Velha senhora maltratada

Velha senhora maltratada

Quando eu cheguei a Ribeirão Preto, em 1982, jamais passou pela minha cabeça que estaria aqui 35 anos depois. E cá estou.

O que falar dessa cidade? Para mim, sempre será o céu mais bonito do mundo: pelo menos o mais azul. Mais do que isso. Será sempre o lugar onde travei grandes batalhas e venci boa parte delas. É a cidade que me fez crescer como profissional e como mulher e onde construí minha história.

A primeira coisa que me vem à mente quando penso em Ribeirão Preto tem a ver com minha chegada. Fiquei em uma pensão ali na rua Lafaiete, que é o centro da cidade e foi o centro da minha cidade, o lugar onde eu iria construir a minha vida. Ali tive minhas primeiras amigas, minhas primeiras lutas. Eu adorava o centro, a região da Catedral. O mundo acontecia a 100 metros de mim.

E o campus da Unaerp? Até hoje, entro lá e me sinto assim: com 20 anos de idade e com aquela mesma vontade de desbravar o mundo. Toda a atmosfera da universidade me envolve como se eu voltasse no tempo. Não canso de lembrar a quantidade de coisas boas que essa cidade me deu.

Aí me dou conta da angústia que me assalta quando vejo tudo tão destruído. Um sentimento muito parecido com o que tenho em relação ao nosso País. O que dizer sobre essa velha senhora maltratada? Sempre me pego pensando sobre a importância de se amar a cidade em que vivemos. Se não temos orgulho do lugar em que estamos, como podemos cuidar dele?

Desde que me vi em Ribeirão Preto e desde que comecei a perceber que viveria aqui a minha vida, ficava me questionando sobre o que podia fazer para ajudar.

Por duas ocasiões, fiz movimentos em direção a essa minha necessidade interna de fazer algo: fui presidente da Feira do Livro e secretária municipal da Infraestrutura. Nesses dois momentos de minha vida, passei por muitos embates e grandes aprendizados.

Lembro da briga que foi para manter a Feira na praça, a céu aberto, quando os tais meninos da chamada periferia começaram a querer participar daquilo que era oferecido gratuitamente para eles - e, claro, do jeito deles. A primeira voz, a única solicitação daqueles que não entendem o exercício da cidadania e da participação, era no sentido de que tirássemos os shows da praça. Em nenhum momento, cogitou-se trazer aqueles meninos para uma participação pacífica e muitas discussões foram travadas por conta do que se chamava vandalismo. Na minha cabeça, isso significava a dificuldade em ser cidadão, em amar a cidade que era deles, mas da qual eles nunca foram chamados a participar. Falávamos da importância de se ocupar as praças, de se praticar o exercício da tolerância. Foram momentos difíceis, mas, para mim, ricos na reafirmação de pontos de vista.
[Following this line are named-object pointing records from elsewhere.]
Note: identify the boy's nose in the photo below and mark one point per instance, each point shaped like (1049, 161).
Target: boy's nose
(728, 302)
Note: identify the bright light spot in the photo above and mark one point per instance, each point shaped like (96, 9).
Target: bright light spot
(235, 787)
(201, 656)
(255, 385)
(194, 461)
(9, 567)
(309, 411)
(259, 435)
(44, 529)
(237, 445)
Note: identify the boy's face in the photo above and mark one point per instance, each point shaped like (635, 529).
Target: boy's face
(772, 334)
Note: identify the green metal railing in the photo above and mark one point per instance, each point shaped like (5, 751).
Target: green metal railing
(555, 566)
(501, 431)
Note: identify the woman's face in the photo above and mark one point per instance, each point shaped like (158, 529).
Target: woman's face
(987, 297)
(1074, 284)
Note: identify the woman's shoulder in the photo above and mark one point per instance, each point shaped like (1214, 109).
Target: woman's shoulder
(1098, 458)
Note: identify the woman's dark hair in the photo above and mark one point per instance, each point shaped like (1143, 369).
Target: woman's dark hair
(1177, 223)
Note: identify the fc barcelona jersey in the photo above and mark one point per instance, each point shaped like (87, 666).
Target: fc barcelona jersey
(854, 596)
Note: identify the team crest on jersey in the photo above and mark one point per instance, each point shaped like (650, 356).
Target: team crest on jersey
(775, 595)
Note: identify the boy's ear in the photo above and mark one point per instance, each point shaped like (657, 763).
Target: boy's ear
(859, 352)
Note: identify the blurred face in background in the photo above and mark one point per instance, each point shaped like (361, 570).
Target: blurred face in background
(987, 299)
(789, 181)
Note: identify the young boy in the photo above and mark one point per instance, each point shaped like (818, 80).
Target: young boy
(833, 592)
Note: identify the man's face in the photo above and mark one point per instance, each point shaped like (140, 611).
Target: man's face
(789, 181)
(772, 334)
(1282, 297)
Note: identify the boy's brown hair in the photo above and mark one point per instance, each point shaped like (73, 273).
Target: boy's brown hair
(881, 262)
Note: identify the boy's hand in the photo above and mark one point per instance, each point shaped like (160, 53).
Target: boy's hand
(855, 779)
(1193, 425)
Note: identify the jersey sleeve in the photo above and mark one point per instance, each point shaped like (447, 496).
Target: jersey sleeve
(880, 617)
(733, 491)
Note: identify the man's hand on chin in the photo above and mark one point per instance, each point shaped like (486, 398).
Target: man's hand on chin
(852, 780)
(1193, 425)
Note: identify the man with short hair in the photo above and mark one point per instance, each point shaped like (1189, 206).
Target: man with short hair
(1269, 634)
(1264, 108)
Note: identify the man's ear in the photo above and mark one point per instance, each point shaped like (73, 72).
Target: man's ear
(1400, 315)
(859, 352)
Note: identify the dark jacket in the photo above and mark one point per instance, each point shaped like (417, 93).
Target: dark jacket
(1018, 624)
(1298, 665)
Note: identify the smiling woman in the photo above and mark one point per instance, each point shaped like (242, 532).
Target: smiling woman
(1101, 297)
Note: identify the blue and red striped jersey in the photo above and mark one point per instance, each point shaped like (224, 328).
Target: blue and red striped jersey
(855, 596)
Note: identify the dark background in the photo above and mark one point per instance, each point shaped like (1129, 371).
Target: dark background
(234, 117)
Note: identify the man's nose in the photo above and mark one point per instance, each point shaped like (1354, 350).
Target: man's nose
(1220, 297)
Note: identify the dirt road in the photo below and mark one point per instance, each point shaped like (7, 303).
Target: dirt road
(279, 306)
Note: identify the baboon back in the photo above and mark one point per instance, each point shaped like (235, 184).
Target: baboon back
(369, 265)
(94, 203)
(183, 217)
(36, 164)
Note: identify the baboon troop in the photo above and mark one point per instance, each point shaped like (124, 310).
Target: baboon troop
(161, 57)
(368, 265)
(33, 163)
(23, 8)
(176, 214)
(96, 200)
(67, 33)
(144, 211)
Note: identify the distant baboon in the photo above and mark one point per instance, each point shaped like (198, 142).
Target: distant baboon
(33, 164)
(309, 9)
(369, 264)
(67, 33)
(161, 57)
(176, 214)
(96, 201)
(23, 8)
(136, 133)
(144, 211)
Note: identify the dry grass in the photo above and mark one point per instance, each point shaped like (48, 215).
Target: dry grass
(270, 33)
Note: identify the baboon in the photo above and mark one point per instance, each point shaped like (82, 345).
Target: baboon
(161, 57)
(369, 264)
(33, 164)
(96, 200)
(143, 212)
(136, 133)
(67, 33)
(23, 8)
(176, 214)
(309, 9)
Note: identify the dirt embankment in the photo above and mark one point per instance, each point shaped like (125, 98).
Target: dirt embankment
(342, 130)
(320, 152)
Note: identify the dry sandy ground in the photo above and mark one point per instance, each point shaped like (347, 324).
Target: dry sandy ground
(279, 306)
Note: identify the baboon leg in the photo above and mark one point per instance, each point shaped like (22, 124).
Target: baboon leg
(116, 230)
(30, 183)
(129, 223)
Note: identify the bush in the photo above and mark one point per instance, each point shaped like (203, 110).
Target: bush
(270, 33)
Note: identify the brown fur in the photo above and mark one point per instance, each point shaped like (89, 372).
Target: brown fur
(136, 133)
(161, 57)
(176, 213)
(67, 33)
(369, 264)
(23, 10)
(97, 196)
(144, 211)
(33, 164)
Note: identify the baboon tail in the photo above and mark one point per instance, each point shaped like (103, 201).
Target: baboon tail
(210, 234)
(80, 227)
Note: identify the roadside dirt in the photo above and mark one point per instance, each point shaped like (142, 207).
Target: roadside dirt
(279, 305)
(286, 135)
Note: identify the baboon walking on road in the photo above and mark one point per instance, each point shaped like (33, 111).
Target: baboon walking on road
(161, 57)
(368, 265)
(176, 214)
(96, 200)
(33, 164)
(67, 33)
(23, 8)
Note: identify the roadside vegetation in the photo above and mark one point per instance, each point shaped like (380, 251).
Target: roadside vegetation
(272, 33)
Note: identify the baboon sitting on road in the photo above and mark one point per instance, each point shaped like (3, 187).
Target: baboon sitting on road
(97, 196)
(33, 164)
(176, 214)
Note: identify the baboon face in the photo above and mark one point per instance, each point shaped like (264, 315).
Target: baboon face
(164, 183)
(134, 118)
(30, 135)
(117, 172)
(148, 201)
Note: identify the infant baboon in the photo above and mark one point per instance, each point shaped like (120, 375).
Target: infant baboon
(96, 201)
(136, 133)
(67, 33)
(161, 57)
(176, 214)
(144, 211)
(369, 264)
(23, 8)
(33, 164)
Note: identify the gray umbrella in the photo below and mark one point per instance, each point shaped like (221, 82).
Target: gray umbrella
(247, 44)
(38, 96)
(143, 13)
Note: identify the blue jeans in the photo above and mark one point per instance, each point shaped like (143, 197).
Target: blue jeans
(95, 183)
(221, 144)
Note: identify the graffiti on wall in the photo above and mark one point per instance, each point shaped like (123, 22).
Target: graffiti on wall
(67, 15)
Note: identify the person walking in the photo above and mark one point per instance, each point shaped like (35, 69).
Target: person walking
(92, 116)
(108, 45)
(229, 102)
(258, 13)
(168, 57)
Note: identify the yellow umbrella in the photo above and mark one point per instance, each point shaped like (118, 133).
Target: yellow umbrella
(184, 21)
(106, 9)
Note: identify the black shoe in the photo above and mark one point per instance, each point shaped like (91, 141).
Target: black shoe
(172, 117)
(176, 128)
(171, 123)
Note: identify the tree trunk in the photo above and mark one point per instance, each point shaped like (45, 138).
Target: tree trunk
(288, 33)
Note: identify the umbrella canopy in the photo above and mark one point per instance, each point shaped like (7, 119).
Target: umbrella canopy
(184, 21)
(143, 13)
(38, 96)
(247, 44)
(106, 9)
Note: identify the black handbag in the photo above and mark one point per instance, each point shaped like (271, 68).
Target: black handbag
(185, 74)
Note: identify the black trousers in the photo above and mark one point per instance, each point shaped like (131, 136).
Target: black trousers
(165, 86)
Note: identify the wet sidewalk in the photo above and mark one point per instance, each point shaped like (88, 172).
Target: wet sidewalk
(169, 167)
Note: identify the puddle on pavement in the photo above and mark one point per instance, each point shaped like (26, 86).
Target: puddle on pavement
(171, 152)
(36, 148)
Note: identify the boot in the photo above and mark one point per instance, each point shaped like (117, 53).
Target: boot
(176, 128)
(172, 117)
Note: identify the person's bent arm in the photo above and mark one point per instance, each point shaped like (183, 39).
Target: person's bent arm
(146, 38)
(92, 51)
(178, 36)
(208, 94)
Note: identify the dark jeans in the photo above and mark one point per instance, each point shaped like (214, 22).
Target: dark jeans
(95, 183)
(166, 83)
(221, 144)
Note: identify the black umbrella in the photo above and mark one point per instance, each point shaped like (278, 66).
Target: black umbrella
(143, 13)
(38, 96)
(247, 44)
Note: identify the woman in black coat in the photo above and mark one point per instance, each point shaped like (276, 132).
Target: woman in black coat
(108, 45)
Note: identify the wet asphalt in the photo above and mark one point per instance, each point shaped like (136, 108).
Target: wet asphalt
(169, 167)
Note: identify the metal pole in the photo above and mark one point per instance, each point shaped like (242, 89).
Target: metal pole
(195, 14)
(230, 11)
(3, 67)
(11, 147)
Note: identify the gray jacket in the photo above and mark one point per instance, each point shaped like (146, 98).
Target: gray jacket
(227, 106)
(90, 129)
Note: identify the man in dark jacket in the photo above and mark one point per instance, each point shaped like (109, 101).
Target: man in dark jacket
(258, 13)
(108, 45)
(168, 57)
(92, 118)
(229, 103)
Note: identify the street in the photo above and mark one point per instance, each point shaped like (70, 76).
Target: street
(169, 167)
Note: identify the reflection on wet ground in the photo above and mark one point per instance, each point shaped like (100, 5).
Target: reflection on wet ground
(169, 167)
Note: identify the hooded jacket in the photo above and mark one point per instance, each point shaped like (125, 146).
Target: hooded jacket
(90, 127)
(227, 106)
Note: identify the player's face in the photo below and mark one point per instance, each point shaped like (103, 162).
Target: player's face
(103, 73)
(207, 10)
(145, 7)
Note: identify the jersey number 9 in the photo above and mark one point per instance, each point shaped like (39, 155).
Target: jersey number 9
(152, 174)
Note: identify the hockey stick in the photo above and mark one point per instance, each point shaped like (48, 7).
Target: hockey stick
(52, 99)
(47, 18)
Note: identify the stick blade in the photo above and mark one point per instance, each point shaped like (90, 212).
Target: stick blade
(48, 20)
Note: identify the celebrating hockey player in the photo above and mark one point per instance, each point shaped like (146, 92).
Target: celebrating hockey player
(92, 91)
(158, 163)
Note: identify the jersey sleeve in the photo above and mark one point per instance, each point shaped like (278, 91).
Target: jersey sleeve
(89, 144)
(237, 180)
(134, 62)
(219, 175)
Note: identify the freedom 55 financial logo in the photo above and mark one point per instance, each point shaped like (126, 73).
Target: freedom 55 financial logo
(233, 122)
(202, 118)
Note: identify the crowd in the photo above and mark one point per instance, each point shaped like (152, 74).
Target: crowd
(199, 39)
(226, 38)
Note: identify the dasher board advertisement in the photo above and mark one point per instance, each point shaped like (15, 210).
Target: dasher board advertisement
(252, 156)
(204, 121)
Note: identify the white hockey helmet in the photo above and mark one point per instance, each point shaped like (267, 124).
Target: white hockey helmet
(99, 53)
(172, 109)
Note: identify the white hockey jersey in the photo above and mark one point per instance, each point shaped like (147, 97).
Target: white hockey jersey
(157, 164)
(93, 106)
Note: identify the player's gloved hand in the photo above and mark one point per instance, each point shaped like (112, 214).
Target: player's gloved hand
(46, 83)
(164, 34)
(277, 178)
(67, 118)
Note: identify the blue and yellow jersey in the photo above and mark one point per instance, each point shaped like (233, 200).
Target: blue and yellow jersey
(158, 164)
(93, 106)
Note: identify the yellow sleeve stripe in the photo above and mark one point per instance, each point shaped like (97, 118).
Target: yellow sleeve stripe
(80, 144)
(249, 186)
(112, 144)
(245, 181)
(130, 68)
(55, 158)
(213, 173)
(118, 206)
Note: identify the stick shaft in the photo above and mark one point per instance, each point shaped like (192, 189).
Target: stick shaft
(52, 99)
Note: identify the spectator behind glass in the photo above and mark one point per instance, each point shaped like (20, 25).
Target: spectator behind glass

Já na Secretaria da Infraestrutura, confirmei a falta de cuidado com a nossa cidade. A Ribeirão Preto das praças que não respeitava um verdadeiro tesouro que é de todos. 

Minha impressão era de que as pessoas não habitavam aqueles bairros e aquelas ruas. Lembro de um dia em que surpreendentemente encontrei uma casa toda florida, em meu caminho para a secretaria. Uma vez, parei e conversei com a senhora que cuidava daquilo de uma forma que, para mim, era um sonho de consumo. Aquela casa era um oásis em meio a um bairro tão triste.

Olhando aquilo, logo pensei em criar um projeto que envolvesse inicialmente um bairro, depois toda a cidade, em um exercício de cidadania e de cuidado com o que é de todos nós. A realidade da política e das demandas de um governo combalido infelizmente estava muito longe daquele meu olhar.

Alguns anos se passaram, e têm passado, depois dessas minhas experiências, digamos, públicas. Mesmo sem ter conseguido concretizar todos os projetos que pensei ou sem ter tirado do papel todas as ideias que tive para um lugar melhor, continuo sonhando com uma cidade em que aquela casa florida não será apenas um oásis, mas uma entre tantas outras.

Por tudo isso, mais do que feliz aniversário, devo dizer “obrigada, Ribeirão Preto”. Por tantos ensinamentos e por tanto exercício de esperança, mesmo diante de tantas dificuldades. Que esses 161 anos de história sejam apenas o início de uma longa caminhada desta velha senhora, que, um dia, certamente, não será tão maltratada.